We note that, in three years, revenue has actually grown at a 3.8% annual rate, so that doesn't seem to be a reason to sell shares. This analysis is just perfunctory, but it might be worth researching Landmark Bancorp more closely, as sometimes stocks fall unfairly. This could present an opportunity.

The graphic below depicts how earnings and revenue have changed over time (unveil the exact values by clicking on the image).

earnings-and-revenue-growth
earnings-and-revenue-growth

We consider it positive that insiders have made significant purchases in the last year. Even so, future earnings will be far more important to whether current shareholders make money. Before buying or selling a stock, we always recommend a close examination of historic growth trends, available here..

What About Dividends?

As well as measuring the share price return, investors should also consider the total shareholder return (TSR). The TSR incorporates the value of any spin-offs or discounted capital raisings, along with any dividends, based on the assumption that the dividends are reinvested. So for companies that pay a generous dividend, the TSR is often a lot higher than the share price return. As it happens, Landmark Bancorp's TSR for the last 3 years was -13%, which exceeds the share price return mentioned earlier. This is largely a result of its dividend payments!

A Different Perspective

While the broader market gained around 9.9% in the last year, Landmark Bancorp shareholders lost 11% (even including dividends). However, keep in mind that even the best stocks will sometimes underperform the market over a twelve month period. Longer term investors wouldn't be so upset, since they would have made 1.6%, each year, over five years. It could be that the recent sell-off is an opportunity, so it may be worth checking the fundamental data for signs of a long term growth trend.

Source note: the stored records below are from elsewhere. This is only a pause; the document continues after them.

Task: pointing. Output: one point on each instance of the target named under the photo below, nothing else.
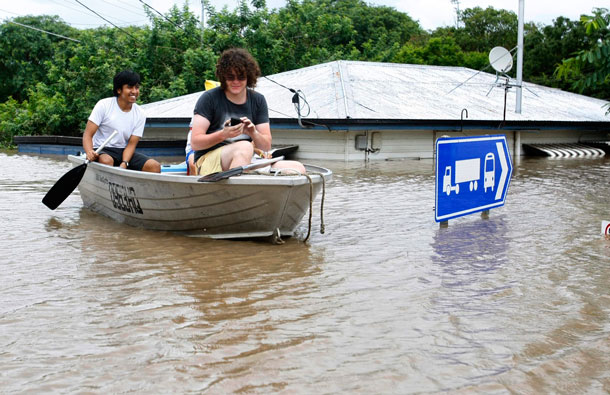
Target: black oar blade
(64, 187)
(221, 175)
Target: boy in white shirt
(120, 113)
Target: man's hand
(92, 155)
(232, 131)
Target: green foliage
(588, 70)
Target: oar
(69, 181)
(221, 175)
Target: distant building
(379, 111)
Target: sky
(429, 13)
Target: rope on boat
(311, 197)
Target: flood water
(384, 302)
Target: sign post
(606, 228)
(472, 175)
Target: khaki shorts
(209, 163)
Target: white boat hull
(250, 205)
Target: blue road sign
(472, 175)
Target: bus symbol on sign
(469, 170)
(472, 174)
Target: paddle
(221, 175)
(69, 181)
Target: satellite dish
(500, 59)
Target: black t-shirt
(216, 108)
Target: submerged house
(352, 110)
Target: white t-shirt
(108, 116)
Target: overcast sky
(430, 13)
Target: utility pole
(457, 12)
(203, 2)
(520, 58)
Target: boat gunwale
(315, 172)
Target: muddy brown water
(385, 301)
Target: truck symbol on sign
(469, 171)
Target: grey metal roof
(388, 91)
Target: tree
(589, 69)
(25, 52)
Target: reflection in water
(383, 302)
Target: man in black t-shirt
(218, 145)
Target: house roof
(344, 90)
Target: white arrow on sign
(504, 172)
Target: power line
(166, 18)
(121, 29)
(44, 31)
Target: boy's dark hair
(128, 77)
(240, 61)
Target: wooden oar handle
(101, 147)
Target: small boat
(252, 205)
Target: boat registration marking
(124, 198)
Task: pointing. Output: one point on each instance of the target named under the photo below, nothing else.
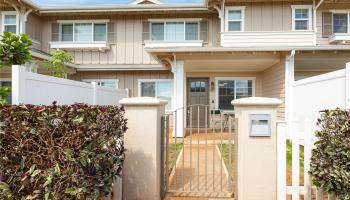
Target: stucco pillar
(179, 96)
(142, 167)
(256, 148)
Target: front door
(197, 101)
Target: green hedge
(330, 161)
(60, 152)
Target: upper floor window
(175, 30)
(80, 31)
(9, 22)
(159, 88)
(112, 83)
(235, 18)
(302, 17)
(341, 22)
(231, 88)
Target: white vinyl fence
(326, 91)
(38, 89)
(298, 136)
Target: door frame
(187, 97)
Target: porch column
(142, 166)
(179, 96)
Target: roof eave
(249, 49)
(119, 8)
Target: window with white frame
(83, 31)
(10, 22)
(235, 18)
(302, 15)
(228, 89)
(112, 83)
(160, 88)
(174, 30)
(341, 22)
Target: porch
(206, 83)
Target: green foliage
(4, 92)
(57, 66)
(60, 152)
(289, 154)
(330, 162)
(14, 49)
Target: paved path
(200, 177)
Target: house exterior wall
(128, 47)
(213, 75)
(126, 79)
(273, 85)
(267, 16)
(34, 29)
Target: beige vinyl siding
(34, 29)
(126, 79)
(273, 85)
(268, 16)
(213, 75)
(128, 47)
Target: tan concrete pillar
(141, 171)
(256, 148)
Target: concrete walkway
(200, 174)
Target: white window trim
(341, 12)
(3, 20)
(309, 7)
(156, 81)
(164, 21)
(242, 9)
(253, 79)
(101, 80)
(73, 22)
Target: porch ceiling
(321, 61)
(229, 62)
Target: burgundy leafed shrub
(60, 152)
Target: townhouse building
(196, 52)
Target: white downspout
(221, 12)
(315, 7)
(289, 80)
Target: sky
(102, 2)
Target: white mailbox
(260, 125)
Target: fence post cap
(256, 101)
(142, 101)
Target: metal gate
(200, 163)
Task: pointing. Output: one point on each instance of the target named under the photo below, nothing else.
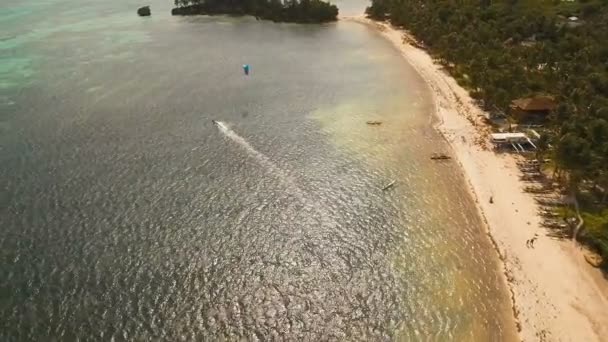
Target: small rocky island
(294, 11)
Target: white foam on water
(266, 162)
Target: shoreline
(554, 295)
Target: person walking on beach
(530, 242)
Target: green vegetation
(296, 11)
(502, 50)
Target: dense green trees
(299, 11)
(505, 49)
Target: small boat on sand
(389, 185)
(440, 156)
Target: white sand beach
(556, 295)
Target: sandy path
(557, 296)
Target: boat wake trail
(286, 179)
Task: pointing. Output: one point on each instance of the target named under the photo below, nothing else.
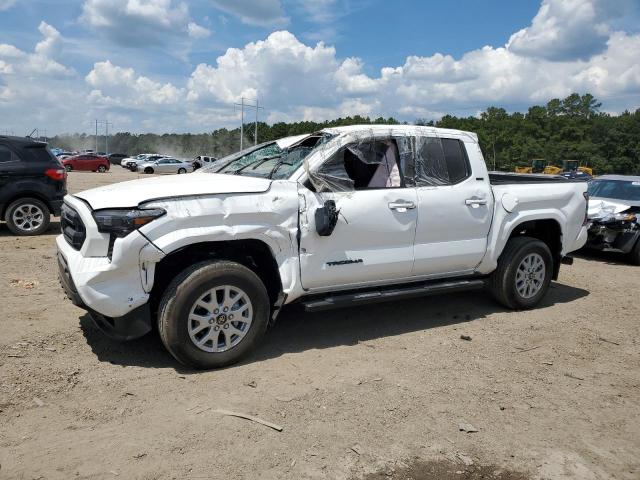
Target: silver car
(165, 165)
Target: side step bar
(339, 300)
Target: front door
(374, 234)
(456, 206)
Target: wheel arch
(253, 254)
(548, 231)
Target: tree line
(572, 128)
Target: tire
(178, 329)
(28, 217)
(504, 282)
(634, 255)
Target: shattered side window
(431, 166)
(365, 164)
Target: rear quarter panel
(562, 202)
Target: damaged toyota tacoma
(346, 216)
(614, 215)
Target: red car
(88, 162)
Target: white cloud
(6, 4)
(569, 29)
(197, 31)
(50, 44)
(280, 68)
(39, 63)
(9, 51)
(118, 86)
(138, 23)
(254, 12)
(301, 81)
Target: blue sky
(169, 65)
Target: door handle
(475, 202)
(402, 206)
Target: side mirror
(326, 218)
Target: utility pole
(241, 122)
(106, 136)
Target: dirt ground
(374, 392)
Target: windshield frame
(278, 159)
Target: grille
(72, 227)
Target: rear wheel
(213, 314)
(524, 273)
(28, 216)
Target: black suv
(32, 185)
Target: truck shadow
(53, 230)
(609, 258)
(297, 331)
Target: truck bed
(506, 178)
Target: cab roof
(413, 130)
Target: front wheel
(634, 255)
(213, 314)
(524, 273)
(28, 216)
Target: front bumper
(134, 324)
(114, 289)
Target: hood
(135, 192)
(599, 208)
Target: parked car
(133, 165)
(87, 162)
(143, 156)
(203, 161)
(344, 217)
(614, 215)
(165, 165)
(116, 158)
(32, 185)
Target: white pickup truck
(342, 217)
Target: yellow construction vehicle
(537, 166)
(574, 165)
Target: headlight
(121, 222)
(628, 217)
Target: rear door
(10, 168)
(455, 206)
(373, 238)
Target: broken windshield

I find it very interesting to look at share price over the long term as a proxy for business performance. But to truly gain insight, we need to consider other information, too. Take risks, for example - Landmark Bancorp has 3 warning signs we think you should be aware of.

If you like to buy stocks alongside management, then you might just love this free list of companies. (Hint: insiders have been buying them).

Please note, the market returns quoted in this article reflect the market weighted average returns of stocks that currently trade on US exchanges.

This article by Simply Wall St is general in nature. It does not constitute a recommendation to buy or sell any stock, and does not take account of your objectives, or your financial situation. We aim to bring you long-term focused analysis driven by fundamental data. Note that our analysis may not factor in the latest price-sensitive company announcements or qualitative material. Simply Wall St has no position in any stocks mentioned.